Reversible Redox Regulation of Cytoskeletal Dynamics to Control Neuronal Form and Function

Our brains control such diverse abilities as movement, sensation, intelligence, speech, emotion, and memory only
because our neurons communicate with one another and the rest of our body through highly organized networks.
These neuronal networks or connections are formed when neurons send out their stalk-like axon and dendrite
appendages. To accomplish this, neurons require actin and tubulin proteins to assemble together into long
polymers (F-actin and microtubules, respectively) – and numerous extracellular stimuli have now been identified
that alter the assembly and organization of these cytoskeletal structures. Yet, we still know little of how these
extracellular cues exert their precise effects on the cytoskeleton. To better understand these mechanisms, my
lab has been focusing on one of the largest families of extracellular cues, the Semaphorins (Semas) – which alter
neuronal behaviors by eliciting destabilizing effects on both F-actin and microtubules. Our strategy has been to use
model organisms and screening approaches to search for proteins that work in the signal transduction cascade
utilized by Semas and their Plexin receptors. Among the proteins that we have identified, is a new family of
intracellular proteins called the MICALs that are required for Sema/Plexin signal transduction. Now, recent work in my
lab has revealed that the MICALs employ a previously unknown Redox signaling system to control the actin
cytoskeleton. Namely, we have found that Mical is a novel F-actin disassembly factor – and our results reveal
that Sema/Plexin-mediated reorganizations of the actin cytoskeleton can be precisely achieved in space and time
through activation of Mical. We have also found that the MICALs belong to a class of oxidoreductase (Redox)

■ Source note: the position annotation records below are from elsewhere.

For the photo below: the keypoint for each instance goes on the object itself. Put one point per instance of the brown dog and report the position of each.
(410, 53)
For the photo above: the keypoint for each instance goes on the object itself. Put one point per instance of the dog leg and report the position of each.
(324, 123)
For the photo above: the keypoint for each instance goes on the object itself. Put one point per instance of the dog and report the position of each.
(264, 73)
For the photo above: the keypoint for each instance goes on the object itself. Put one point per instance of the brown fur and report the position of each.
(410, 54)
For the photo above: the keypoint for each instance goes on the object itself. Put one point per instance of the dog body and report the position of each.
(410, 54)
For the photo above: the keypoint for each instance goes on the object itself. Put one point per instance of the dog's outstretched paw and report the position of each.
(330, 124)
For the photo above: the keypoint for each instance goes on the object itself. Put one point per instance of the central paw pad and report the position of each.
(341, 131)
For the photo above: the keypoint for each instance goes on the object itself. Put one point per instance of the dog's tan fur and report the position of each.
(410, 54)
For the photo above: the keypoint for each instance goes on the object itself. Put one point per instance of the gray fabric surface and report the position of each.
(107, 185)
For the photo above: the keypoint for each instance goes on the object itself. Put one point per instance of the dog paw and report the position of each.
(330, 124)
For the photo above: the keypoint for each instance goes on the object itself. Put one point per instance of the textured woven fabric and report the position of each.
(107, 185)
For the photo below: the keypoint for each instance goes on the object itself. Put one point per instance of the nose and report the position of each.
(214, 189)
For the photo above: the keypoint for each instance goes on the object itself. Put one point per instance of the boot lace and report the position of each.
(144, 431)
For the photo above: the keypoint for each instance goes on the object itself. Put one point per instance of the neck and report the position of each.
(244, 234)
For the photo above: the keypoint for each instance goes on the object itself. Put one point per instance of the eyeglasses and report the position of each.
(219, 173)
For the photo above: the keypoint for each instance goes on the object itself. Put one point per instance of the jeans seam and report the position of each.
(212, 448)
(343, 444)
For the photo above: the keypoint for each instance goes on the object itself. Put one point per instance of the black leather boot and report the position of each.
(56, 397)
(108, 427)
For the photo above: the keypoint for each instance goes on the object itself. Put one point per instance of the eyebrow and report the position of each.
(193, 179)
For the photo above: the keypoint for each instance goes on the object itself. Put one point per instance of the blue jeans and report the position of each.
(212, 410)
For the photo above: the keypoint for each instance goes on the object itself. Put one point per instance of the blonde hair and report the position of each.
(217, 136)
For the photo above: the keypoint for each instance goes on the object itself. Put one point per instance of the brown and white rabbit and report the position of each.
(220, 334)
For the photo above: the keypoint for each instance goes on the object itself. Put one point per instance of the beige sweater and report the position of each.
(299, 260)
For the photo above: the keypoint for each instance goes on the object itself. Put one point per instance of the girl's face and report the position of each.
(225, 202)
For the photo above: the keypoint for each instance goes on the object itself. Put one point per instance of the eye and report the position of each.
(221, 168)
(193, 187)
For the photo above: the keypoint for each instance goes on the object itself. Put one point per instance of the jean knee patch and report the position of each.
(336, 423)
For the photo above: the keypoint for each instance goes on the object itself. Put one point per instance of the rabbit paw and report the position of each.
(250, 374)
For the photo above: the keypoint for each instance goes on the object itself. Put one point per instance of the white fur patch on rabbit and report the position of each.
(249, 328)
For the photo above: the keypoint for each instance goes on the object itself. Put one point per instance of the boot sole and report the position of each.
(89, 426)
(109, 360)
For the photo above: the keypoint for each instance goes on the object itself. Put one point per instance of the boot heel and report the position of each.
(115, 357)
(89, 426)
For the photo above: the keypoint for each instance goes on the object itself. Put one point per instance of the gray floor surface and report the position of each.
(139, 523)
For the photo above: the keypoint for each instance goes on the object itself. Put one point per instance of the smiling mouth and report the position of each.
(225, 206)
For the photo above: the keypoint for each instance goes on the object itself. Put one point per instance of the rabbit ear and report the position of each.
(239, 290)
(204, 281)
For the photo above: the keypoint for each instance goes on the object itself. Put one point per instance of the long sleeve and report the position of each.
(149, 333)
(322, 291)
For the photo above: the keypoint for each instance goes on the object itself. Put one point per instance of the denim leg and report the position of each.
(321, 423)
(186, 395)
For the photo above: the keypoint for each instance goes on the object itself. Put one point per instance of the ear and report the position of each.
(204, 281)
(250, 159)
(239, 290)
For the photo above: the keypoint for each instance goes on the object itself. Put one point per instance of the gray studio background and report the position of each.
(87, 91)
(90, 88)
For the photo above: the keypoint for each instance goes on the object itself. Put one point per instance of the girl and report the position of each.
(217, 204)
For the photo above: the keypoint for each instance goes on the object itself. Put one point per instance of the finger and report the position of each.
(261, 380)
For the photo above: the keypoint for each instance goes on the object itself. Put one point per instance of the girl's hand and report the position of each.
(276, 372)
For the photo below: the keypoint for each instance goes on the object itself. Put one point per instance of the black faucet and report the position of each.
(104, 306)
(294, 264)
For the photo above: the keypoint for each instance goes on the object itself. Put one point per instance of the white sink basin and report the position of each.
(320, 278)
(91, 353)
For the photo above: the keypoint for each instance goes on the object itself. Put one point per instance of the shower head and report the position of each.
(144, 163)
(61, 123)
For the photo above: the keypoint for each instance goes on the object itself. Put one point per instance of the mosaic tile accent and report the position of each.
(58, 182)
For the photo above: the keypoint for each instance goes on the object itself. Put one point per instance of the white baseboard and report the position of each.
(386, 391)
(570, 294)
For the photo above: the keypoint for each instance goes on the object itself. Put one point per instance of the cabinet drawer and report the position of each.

enzymes and that Mical employs its Redox enzymatic activity to alter the properties of F-actin. Our work has
gone on to identify that Mical uses F-actin as a direct substrate and post-translationally oxidizes conserved amino
acids on actin, simultaneously dismantling F-actin and decreasing polymerization. Moreover, we find that this
Sema/Plex/Mical-mediated Redox regulation of actin is reversible (by a protein called SelR/MsrB) – and that this
specific reversible Redox actin regulatory system directs multiple different biological processes in neuronal and
non-neuronal tissues. Thus, MICALs and SelR/MsrBs form a reversible Redox cellular signaling system controlling
actin filaments – the building blocks of neuronal form and function.